Architectural postmodernism never gained a true foothold in Germany. After a brief run in the eighties, the movement's energy fizzled quickly. In neighboring countries to the East, however, it continues to thrive - much to the surprise of German architects, who encounter these styles only when they travel abroad on summer educational trips. In the East, however, the movement that was laid to rest by German architects in the 1980s has shaped the architectural landscapes of entire cities and regions.

In Poland, post-modernism flirts with the typology of old cities. This is most clearly visible in the 700-year old city of Elbląg. The former capital of West Prussia has been a part of East Prussia since 1920, and is home to 126,000 inhabitants. Well into the post-war period, the city played a special role in Polish reconstruction. "In Elbląg there was nothing: no conservation movement, no available funds, not even a decision to rebuild the old city," says the conservationist Maria Lubocka-Hoffmann.

She developed the reconstruction strategy for Elbląg in the spirit of postmodernism, an approach which has few parallels in Western Europe. In the 1980s, the headstrong Polish professor created a revolutionary proposal for the reconstruction of the old towns of Gdansk, Wroclaw, Warsaw and Poznan. She has become the patron of old city-postmodernism throughout Poland.

Rebuilding Elbląg would be a different challenge, however, because of the city's unique history. After the war, with most buildings reduced to rubble, the bricks of the city were taken away to help rebuild historic Warsaw. Until 1980, 98 percent of the old city of Elbląg remained destroyed, and the community had no clear center – and the newly established Polish population lacked any concrete attachment to its new home.

A reconstruction of the pre-war German city of Elbing was not an option. Professor Lubocka-Hoffmann undertook a three-year archaeological excavation to expose the roots of the old Germanic town. The project revealed a complete stone map of what was then a medieval German trading city. Architects used this 700 year-old grid, rather than images of the old facades, to design the new town center.

It was on this basis that the reconstruction project was launched. A team of archaeologists, historians, art historians, and architectural historians was gathered to create an archive of all old towns that existed between the mid-14th and mid-19th centuries.
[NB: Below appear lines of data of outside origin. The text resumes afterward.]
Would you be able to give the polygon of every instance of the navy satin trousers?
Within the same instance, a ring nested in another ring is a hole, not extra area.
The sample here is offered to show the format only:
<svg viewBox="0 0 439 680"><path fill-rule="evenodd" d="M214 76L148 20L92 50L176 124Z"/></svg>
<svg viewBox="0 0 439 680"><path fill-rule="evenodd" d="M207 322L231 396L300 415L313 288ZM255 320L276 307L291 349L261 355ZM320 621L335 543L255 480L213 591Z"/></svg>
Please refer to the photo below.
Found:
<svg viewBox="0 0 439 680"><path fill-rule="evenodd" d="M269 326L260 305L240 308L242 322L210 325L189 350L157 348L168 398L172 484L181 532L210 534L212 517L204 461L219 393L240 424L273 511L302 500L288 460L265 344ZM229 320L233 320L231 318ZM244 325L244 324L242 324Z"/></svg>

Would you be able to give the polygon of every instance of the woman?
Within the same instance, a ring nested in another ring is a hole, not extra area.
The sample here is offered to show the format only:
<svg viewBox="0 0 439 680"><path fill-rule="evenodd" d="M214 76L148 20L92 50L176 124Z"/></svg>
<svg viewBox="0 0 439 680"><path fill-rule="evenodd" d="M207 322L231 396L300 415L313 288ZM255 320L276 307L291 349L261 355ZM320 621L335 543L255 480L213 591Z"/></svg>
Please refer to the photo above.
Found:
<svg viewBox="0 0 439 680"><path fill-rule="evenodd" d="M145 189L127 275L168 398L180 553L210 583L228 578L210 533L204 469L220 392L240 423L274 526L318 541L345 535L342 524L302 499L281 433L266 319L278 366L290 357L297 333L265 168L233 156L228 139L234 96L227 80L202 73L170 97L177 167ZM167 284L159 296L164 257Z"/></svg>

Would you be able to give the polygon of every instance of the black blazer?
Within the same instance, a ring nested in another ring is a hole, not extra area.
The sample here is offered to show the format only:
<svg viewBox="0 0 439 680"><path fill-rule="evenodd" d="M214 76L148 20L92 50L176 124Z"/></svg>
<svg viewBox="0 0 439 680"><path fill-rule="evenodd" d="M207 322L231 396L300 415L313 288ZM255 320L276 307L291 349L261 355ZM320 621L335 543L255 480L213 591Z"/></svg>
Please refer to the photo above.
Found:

In addition, an archive was created of all former homeowners, including their professions and socio-economic statuses. According to Lubocka-Hoffmann, this research yielded the most comprehensive archive of old city centers in the whole of Northern Europe.

When the research was completed in 1983, she created a building program for up to 600 new town houses. First, a "stylistic canon" was established to guide the architects. The goal was to produce harmony between contemporary architecture and the historical environment, which consisted of only a few reconstructed monumental buildings such as the Gothic Church of St. Nicholas.

The project has risked being derailed several times, but in nearly 30 years of reconstruction, some 300 new buildings have been constructed in the vicinity of St. Nicholas, to widespread local and critical approval. Under Lubocka-Hoffmann's disciplined guidance, the "new town" has taken on a very harmonious physiognomy.

All of the new buildings have been built on the historic ground plan, many of them on the old foundations. Street names and even the house numbers used in previous centuries have been brought back. Elbląg's newly invented "old town," developed under the influence of postmodernism, puts the historical and the poetic back in town planning.

In this respect, Elbląg is not unique. From Szczecin to Olsztyn, new neighborhoods are being developed through an imaginative reinterpretation of historical architecture. Even in the Russian city of Kaliningrad, there are plans to revitalize neighborhoods using old styles. The "new old town" is a neo-bourgeois city that celebrates individualism and the public space. This stylistic pluralism may be seen as eclectic, but as such, serves all the more in the protection of individual sovereignty that characterizes the post-modern eclecticism of civil society.